These clementine amaretti biscuits are traditionally very crunchy on the outside and chewy and a bit marzipany in the middle. They are really easy to make and are gluten and dairy free. They are perfect at Christmas for your guests or as gifts in little bags tied with a ribbon. I serve them with coffee at the end of a meal instead of making a dessert, or after dessert.
2 cups ground almonds
2 egg whites
1 cup of golden caster sugar
1/2 teaspoon of vanilla extract
1/2 teaspoon of almond extract
1 teaspoon of orange extract (I got mine in Sainsbury’s)
1 pinch of salt
the zest of three to four clementines or the zest from an orange
a teaspoon of orange food colouring (I used Dr Oetka from Sainsbury’s)
a small bowl of icing sugar
Preheat the oven to 180c/350f and prepare a largish baking sheet lined with parchment paper or a silicone sheet.

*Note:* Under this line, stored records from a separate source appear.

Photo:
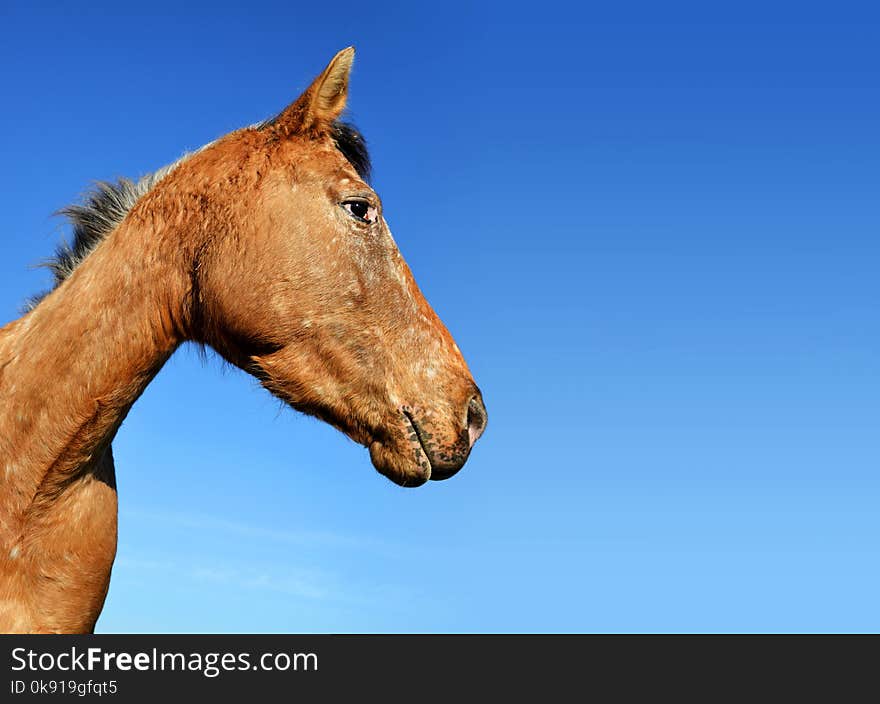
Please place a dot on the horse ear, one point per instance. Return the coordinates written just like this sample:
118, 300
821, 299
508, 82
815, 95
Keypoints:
323, 101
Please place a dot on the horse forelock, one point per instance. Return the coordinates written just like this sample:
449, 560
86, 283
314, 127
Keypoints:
107, 204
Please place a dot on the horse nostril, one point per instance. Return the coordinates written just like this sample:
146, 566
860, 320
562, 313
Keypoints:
477, 418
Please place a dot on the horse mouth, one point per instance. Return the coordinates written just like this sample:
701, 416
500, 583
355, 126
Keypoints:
402, 457
417, 440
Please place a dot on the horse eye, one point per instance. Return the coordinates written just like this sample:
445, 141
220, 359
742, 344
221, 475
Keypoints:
360, 209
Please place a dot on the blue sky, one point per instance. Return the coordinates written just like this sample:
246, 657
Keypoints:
653, 231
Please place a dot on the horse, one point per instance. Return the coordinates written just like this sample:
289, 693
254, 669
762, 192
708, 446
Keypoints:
267, 245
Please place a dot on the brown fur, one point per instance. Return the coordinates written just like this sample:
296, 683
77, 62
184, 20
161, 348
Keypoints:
244, 246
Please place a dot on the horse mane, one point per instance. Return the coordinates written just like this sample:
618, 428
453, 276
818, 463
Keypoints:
107, 204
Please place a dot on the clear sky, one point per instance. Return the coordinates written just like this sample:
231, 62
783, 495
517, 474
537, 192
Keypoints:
653, 231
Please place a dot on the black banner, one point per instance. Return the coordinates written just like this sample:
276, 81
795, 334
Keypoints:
326, 667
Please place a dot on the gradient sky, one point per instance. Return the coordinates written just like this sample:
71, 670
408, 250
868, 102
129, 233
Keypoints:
652, 229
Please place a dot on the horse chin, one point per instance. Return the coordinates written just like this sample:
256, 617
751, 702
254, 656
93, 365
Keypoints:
410, 468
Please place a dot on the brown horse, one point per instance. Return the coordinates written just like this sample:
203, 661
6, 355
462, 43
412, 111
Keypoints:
267, 245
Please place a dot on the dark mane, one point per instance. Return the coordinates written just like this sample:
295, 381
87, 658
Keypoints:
353, 147
105, 206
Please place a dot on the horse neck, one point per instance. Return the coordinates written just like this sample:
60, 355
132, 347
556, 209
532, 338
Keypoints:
69, 372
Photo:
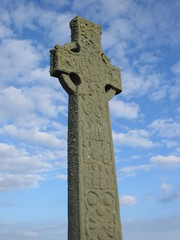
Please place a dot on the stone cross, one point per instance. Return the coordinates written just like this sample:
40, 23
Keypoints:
91, 81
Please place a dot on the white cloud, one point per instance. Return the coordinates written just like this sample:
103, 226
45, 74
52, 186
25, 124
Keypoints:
9, 182
176, 68
166, 161
133, 138
165, 128
166, 187
131, 171
61, 177
14, 104
29, 234
121, 109
41, 138
21, 169
19, 58
139, 84
14, 160
169, 197
127, 200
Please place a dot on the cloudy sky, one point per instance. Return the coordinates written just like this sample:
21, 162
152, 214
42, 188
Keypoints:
142, 37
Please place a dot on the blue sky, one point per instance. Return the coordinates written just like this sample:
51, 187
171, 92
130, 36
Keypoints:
142, 38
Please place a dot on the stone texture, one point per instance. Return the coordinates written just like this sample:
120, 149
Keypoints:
91, 81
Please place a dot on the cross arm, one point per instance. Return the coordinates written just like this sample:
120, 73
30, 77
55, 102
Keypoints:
63, 66
113, 81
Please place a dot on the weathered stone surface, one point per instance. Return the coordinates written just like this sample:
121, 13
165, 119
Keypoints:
90, 80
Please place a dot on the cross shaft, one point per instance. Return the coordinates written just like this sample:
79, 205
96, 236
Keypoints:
90, 80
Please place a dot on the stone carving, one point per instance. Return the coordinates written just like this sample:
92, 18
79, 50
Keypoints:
91, 81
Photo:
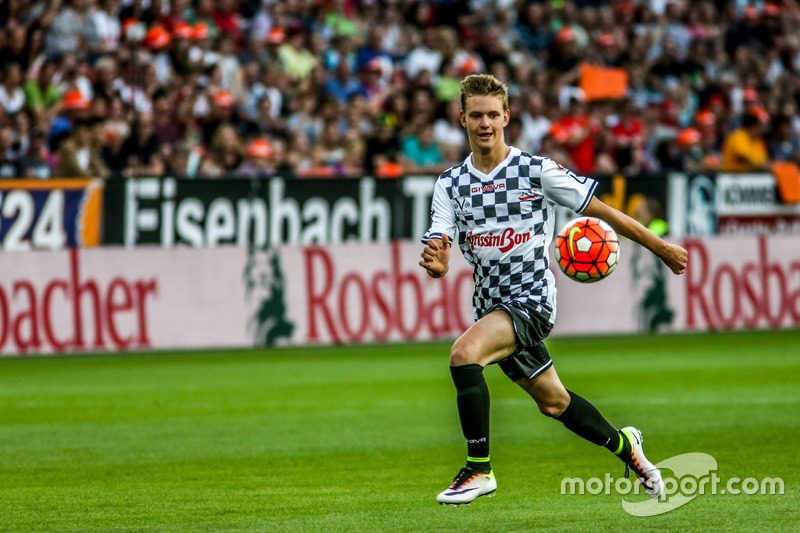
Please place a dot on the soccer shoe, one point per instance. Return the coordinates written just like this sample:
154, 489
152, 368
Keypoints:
648, 474
467, 486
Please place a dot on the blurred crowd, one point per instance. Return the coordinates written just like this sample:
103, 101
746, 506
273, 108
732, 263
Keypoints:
317, 88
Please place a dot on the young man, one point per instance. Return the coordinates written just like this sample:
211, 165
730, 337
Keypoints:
497, 188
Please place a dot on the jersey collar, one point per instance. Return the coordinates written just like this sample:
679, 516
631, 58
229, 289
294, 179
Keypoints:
491, 175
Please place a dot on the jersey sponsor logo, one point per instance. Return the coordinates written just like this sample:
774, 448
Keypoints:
529, 194
489, 188
504, 241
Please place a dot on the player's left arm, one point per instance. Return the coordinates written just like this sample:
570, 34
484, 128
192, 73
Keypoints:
672, 255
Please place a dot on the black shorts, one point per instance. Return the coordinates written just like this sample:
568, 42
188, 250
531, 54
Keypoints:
530, 330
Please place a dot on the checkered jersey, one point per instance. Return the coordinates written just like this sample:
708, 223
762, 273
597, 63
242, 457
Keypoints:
504, 225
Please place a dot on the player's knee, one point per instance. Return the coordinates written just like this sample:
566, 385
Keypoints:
553, 407
462, 355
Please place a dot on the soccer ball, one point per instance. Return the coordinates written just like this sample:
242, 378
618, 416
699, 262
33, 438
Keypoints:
587, 249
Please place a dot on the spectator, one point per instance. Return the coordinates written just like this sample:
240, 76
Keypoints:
296, 60
69, 29
8, 154
41, 94
420, 154
448, 132
628, 137
74, 108
226, 149
35, 163
106, 26
782, 140
383, 146
745, 149
424, 56
139, 151
341, 85
257, 160
576, 133
78, 156
12, 97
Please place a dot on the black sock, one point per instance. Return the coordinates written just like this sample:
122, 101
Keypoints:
473, 410
583, 419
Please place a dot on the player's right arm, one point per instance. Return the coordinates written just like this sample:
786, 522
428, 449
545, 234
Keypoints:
436, 254
672, 255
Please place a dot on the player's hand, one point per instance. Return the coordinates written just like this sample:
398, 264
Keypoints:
436, 256
675, 258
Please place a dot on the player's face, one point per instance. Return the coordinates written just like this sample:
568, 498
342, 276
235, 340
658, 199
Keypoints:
484, 119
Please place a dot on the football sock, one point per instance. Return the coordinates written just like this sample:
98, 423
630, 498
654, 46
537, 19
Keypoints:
472, 397
479, 464
583, 419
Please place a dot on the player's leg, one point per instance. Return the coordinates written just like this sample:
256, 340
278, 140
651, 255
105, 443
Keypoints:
583, 419
489, 339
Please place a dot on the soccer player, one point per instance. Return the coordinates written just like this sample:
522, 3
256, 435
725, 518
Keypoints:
501, 191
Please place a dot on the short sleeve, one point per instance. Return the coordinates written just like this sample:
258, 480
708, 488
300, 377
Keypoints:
443, 219
563, 187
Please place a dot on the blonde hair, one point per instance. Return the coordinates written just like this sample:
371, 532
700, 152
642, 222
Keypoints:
483, 85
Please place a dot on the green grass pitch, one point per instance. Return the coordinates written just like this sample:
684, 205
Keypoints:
362, 438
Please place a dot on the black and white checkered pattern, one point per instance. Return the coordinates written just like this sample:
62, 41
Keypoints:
503, 221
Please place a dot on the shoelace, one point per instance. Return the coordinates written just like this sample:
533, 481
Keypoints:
464, 476
637, 468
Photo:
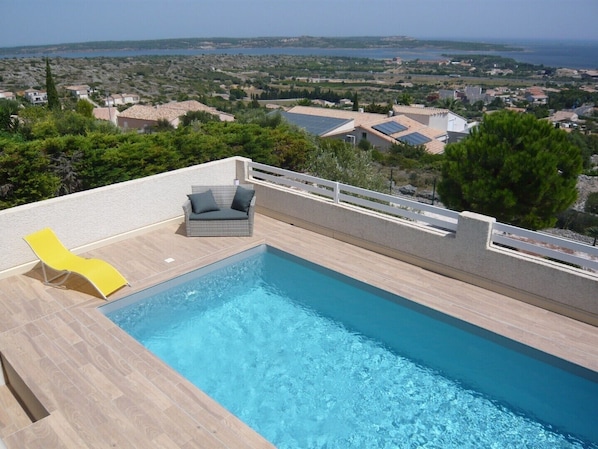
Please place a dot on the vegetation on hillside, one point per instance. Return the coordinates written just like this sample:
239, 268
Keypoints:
519, 169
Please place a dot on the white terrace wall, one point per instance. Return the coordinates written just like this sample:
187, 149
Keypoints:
467, 255
95, 217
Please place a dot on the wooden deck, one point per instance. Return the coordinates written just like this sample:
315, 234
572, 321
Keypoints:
101, 389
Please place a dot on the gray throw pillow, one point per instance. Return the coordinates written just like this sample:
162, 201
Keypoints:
242, 199
203, 202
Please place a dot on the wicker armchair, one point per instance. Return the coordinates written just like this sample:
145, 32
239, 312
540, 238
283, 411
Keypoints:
225, 218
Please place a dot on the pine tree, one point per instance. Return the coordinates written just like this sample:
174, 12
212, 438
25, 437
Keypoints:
53, 100
514, 167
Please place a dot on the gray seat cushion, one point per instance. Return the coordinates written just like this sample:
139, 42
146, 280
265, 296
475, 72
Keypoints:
222, 214
203, 202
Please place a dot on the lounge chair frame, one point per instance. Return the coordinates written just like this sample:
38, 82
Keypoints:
54, 255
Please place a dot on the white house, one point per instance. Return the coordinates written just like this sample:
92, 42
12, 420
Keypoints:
79, 92
36, 96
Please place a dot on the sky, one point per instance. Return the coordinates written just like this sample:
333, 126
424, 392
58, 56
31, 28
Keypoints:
45, 22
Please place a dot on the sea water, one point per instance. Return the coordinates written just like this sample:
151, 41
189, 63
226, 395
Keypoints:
312, 359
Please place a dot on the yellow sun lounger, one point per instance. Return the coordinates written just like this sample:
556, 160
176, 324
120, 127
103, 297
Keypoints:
52, 253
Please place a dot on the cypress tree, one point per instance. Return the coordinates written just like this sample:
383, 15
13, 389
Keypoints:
52, 93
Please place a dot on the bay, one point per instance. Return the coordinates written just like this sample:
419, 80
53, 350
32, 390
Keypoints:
556, 54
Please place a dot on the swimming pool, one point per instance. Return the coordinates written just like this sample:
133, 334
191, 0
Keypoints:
310, 358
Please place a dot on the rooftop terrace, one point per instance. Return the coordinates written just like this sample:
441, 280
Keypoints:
86, 384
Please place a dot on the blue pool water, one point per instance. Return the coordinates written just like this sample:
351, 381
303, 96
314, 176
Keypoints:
312, 359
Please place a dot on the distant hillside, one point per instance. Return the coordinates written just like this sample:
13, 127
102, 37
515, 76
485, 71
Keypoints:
261, 42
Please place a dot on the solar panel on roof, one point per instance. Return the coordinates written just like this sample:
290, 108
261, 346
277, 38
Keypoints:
389, 128
414, 139
314, 124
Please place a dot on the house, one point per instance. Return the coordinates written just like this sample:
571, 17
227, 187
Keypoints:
380, 130
34, 96
79, 92
108, 114
7, 95
121, 99
444, 120
564, 119
536, 96
144, 117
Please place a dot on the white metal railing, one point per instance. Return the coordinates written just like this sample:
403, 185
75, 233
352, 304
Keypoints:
530, 242
545, 245
342, 193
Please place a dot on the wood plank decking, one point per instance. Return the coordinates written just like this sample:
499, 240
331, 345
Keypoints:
101, 389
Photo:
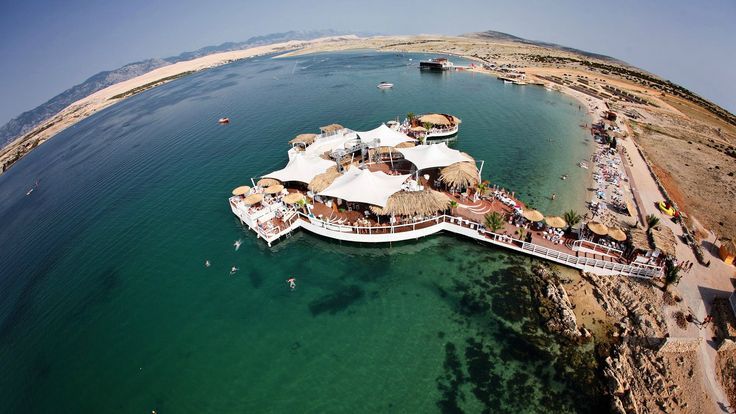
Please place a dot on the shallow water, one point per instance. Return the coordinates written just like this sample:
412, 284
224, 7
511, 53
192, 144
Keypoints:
106, 305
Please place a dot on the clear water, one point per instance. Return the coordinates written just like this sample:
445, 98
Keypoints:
107, 306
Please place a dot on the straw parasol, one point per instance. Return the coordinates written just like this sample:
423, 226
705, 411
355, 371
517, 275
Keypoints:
274, 189
241, 190
556, 222
306, 139
598, 228
293, 198
253, 199
409, 203
616, 234
439, 119
460, 175
267, 182
328, 129
533, 215
322, 181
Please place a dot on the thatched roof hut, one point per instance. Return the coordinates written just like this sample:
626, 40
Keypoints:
406, 145
306, 139
664, 239
439, 119
639, 240
331, 129
322, 181
267, 182
410, 203
460, 175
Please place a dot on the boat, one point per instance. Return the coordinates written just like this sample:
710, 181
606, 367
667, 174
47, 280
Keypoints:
439, 64
441, 126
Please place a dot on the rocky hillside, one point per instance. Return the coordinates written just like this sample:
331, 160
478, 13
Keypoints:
29, 119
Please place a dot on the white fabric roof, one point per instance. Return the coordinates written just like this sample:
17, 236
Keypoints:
434, 155
329, 143
386, 136
364, 186
301, 168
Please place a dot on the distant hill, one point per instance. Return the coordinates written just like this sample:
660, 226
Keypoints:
29, 119
505, 37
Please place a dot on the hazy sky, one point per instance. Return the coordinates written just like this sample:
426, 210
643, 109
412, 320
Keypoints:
48, 46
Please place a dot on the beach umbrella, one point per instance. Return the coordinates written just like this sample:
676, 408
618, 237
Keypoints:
598, 228
410, 203
533, 215
322, 181
241, 190
274, 189
267, 182
556, 222
616, 234
460, 175
293, 198
253, 199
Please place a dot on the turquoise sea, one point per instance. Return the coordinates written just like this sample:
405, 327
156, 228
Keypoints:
106, 305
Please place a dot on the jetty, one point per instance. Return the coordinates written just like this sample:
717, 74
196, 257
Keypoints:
383, 186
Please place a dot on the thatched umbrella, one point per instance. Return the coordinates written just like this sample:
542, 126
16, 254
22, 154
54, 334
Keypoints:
306, 139
322, 181
253, 199
616, 234
598, 228
460, 175
274, 189
293, 198
241, 190
409, 203
267, 182
532, 215
556, 222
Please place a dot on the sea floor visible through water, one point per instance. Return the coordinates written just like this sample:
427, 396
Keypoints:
107, 305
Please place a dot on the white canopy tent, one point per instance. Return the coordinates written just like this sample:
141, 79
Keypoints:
364, 186
330, 143
302, 168
431, 156
385, 136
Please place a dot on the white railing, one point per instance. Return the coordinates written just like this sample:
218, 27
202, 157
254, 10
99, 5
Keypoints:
596, 247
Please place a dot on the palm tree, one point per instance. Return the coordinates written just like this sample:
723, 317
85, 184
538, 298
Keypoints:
652, 221
494, 221
572, 218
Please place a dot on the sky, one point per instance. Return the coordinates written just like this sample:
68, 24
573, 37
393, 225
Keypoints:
49, 46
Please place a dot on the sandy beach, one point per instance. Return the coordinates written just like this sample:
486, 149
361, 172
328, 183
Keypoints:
667, 142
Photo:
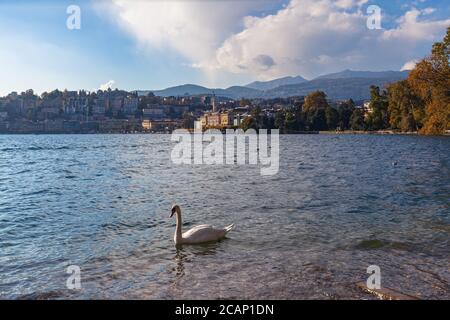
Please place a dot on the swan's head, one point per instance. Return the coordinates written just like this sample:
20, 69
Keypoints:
175, 209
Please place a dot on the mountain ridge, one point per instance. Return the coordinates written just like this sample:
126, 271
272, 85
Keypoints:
340, 85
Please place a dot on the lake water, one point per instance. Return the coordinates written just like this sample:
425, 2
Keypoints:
337, 205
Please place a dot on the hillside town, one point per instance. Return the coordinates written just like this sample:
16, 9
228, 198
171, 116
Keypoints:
118, 111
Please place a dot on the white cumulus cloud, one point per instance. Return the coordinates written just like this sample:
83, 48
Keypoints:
107, 85
306, 37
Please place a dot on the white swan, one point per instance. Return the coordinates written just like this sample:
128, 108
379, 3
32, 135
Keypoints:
198, 234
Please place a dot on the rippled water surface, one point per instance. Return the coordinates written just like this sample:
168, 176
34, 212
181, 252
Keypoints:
338, 204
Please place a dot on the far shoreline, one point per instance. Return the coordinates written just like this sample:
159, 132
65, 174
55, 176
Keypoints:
326, 132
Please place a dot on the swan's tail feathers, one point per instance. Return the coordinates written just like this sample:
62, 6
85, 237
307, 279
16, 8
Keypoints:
229, 228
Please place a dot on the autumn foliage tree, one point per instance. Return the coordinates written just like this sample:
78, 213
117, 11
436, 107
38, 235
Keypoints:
430, 80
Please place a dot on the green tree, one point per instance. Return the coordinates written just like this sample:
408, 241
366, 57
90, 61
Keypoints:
430, 80
378, 118
345, 112
357, 120
405, 108
332, 118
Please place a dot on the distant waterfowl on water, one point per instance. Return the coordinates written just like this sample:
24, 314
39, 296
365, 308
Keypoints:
198, 234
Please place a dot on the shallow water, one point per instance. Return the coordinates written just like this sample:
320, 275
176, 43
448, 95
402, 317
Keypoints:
337, 205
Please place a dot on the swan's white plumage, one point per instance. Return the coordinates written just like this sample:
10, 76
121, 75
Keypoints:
198, 234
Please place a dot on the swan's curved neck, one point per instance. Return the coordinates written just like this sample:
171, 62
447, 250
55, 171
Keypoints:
179, 223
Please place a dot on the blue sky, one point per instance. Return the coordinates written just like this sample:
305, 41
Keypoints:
154, 44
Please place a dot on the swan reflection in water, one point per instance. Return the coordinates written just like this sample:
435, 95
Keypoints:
186, 254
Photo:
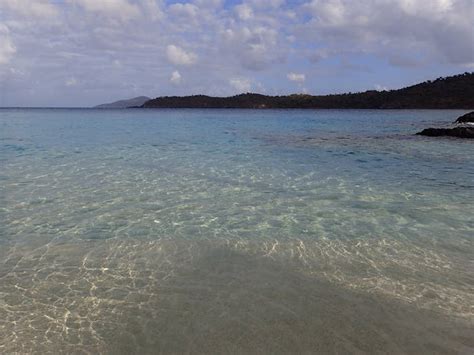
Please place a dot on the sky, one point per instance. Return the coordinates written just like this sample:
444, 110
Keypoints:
87, 52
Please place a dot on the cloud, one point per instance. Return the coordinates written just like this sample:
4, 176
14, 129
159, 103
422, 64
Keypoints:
244, 12
116, 9
255, 47
31, 8
241, 84
299, 78
393, 26
175, 78
122, 47
178, 56
7, 48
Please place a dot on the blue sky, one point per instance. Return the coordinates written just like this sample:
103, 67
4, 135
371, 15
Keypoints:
86, 52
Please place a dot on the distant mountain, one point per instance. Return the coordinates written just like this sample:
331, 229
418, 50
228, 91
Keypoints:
454, 92
136, 101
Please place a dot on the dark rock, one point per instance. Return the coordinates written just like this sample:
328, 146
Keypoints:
467, 118
459, 132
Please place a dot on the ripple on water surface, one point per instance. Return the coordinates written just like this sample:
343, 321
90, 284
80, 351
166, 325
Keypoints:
149, 239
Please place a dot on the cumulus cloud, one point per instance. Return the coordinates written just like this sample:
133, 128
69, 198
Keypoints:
256, 47
30, 8
117, 9
178, 56
124, 47
299, 78
388, 27
175, 78
244, 11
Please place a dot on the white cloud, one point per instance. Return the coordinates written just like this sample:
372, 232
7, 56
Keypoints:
178, 56
299, 78
256, 47
116, 9
392, 26
7, 48
242, 85
175, 78
244, 11
31, 8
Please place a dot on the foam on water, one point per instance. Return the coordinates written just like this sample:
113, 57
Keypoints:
234, 231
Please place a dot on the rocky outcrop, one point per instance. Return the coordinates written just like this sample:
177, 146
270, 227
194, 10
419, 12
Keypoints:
459, 132
467, 118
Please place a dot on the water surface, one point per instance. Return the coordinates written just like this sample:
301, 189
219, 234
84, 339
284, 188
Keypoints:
234, 231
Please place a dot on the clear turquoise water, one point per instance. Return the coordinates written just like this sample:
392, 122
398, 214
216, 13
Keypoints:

In a large bowl, mix the caster sugar, salt and almonds till thoroughly mixed together.
In another big bowl bowl, whisk the egg whites until they form soft peaks, then stir in the almond extract, clementine or orange zest, food colouring and the vanilla extract.
Tip the dry ingredients into the whisked egg white mixture and mix with a wooden spoon till you start to get a dough. Tip it out onto a board and knead a tiny bit till it firms up. Take roughly a tablespoon of the dough and roll it into a ball between your palms, then gently roll it in the icing sugar till coated all over then place on the baking tray. Repeat with the rest of the mixture leaving a little gap between them on the tray for expansion during baking. My lovely friend Valentina who owns her own little hotel in Sicily called Cielo di Taormina in Taormina told me she bakes my recipe with a slice of candied fruit on top as is the tradition in Italy.
Bake for approximately 15 minutes, depending on how crunchy you like them, the longer you bake them the crunchier they get, place on a cooling rack. Store in an airtight container.